还能切片slice:如如把data的第一维拿出来,就是data[1]. 因为是2*3数组, data[0], data[1]都3个元素。slice之后tensor还引用着原tensor的内存。而且通过引用计数保存原tensor内存释放了,slice也是可用的
Tensor实现
然而,在工程实现中,还要考虑data的对齐,如8字节对齐。也要考虑 data的内存分配方式,tensorflow里定义了allocator接口,来实现各种不同的分配方式。考虑到模型参数保存,checkpoint保存等,tensor还得支持序列化,tensorflow使用protobuf来序列化tensor.
Tensor的实现在:
ls tensorflow/core/framework/tensor.*
tensor.cc tensor.h tensor.proto
基本操作
Tensor成员
TensorShape shape_; //形状
TensorBuffer* buf_; //数据
构造
- 空构造:不是scalar, shape {0}, NumElements() ==0。
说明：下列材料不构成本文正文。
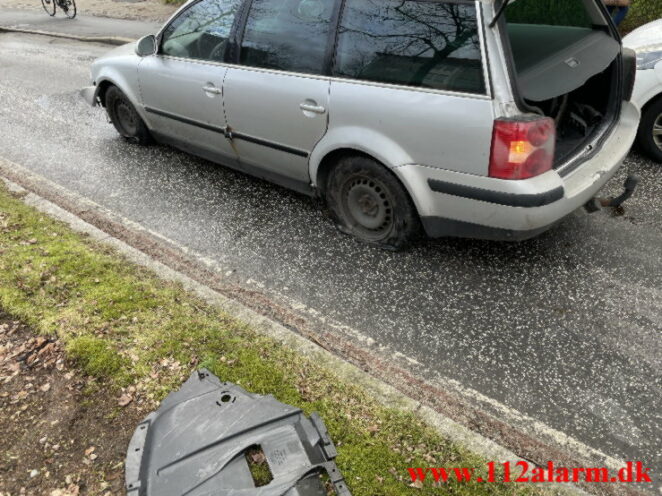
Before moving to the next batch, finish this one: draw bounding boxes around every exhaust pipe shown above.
[584,174,641,213]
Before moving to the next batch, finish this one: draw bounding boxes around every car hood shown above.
[623,19,662,50]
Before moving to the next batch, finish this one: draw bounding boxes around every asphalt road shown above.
[0,34,662,488]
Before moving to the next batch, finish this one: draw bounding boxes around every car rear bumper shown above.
[394,102,639,240]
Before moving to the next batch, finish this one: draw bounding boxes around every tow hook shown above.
[584,174,641,214]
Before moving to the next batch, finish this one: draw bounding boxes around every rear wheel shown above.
[105,86,151,145]
[637,96,662,162]
[325,156,420,250]
[41,0,57,17]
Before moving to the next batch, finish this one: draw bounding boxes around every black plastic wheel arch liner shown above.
[125,369,351,496]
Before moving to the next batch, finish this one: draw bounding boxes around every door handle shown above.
[202,84,222,95]
[299,102,326,114]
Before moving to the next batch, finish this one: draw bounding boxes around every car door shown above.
[138,0,241,162]
[223,0,334,188]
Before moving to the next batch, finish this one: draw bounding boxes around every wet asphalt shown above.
[0,34,662,486]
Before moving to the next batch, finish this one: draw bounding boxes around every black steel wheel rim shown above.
[652,114,662,150]
[341,175,393,241]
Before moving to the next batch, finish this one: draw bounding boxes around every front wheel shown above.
[60,0,76,19]
[105,86,151,145]
[637,96,662,163]
[325,156,420,250]
[41,0,57,17]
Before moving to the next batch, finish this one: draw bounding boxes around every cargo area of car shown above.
[506,0,622,167]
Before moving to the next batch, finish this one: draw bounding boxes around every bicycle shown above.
[41,0,76,19]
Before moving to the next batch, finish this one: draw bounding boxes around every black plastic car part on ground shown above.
[126,369,351,496]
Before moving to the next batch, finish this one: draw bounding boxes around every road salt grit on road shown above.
[0,34,662,492]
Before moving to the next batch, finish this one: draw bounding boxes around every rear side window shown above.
[161,0,241,62]
[334,0,485,93]
[506,0,592,28]
[240,0,334,74]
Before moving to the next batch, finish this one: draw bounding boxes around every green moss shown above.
[66,336,127,379]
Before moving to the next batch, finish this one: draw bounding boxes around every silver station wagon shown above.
[82,0,639,249]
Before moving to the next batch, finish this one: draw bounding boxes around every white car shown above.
[623,19,662,162]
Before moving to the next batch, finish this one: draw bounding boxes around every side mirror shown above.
[136,34,156,57]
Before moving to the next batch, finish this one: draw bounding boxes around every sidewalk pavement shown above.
[0,8,162,44]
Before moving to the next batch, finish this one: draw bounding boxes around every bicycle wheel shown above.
[41,0,57,17]
[60,0,76,19]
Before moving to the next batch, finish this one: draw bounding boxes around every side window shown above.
[334,0,485,93]
[240,0,334,74]
[161,0,241,62]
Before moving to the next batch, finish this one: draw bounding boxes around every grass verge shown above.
[0,183,539,496]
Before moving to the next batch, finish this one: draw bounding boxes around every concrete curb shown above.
[0,26,136,46]
[0,171,588,495]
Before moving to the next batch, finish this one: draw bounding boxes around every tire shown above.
[325,156,420,250]
[41,0,57,17]
[637,96,662,163]
[105,86,152,145]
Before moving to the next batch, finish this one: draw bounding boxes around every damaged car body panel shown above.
[126,370,350,496]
- type+shape构造,会分配内存:Tensor(DataType type, const TensorShape& shape); 默认用CPUAllocator
- allocator+type+shape构造:Tensor(Allocator* a, DataType type, const TensorShape& shape);
- 带buffer构建:Tensor(DataType type, const TensorShape& shape, TensorBuffer* buf);
- 基于常量(scalar)的构建函数,重载了很多 explicit Tensor(float scalar_value)
切片
按第一维切片,但是不复制数据,不能保证对齐IsAligned
Tensor Slice(int64_t dim0_start, int64_t dim0_limit) const;
Tensor SubSlice(int64_t index) const;
序列化
bool FromProto(const TensorProto& other) TF_MUST_USE_RESULT;
bool FromProto(Allocator* a, const TensorProto& other) TF_MUST_USE_RESULT;
/// \brief Fills in `proto` with `*this` tensor's content.
///
/// `AsProtoField()` fills in the repeated field for `proto.dtype()`, while
/// `AsProtoTensorContent()` encodes the content in `proto.tensor_content()`
/// in a compact form.
void AsProtoField(TensorProto* proto) const;
void AsProtoTensorContent(TensorProto* proto) const;
拷贝
- 复制构造和移动构造都支持
- operator=支持复制和移动
访问
/// Returns the data type.
DataType dtype() const { return shape_.data_type(); }
/// Returns the shape of the tensor.
const TensorShape& shape() const { return shape_; }
/// \brief Convenience accessor for the tensor shape.
///
/// For all shape accessors, see comments for relevant methods of
/// `TensorShape` in `tensor_shape.h`.
int dims() const { return shape().dims(); }
/// Convenience accessor for the tensor shape.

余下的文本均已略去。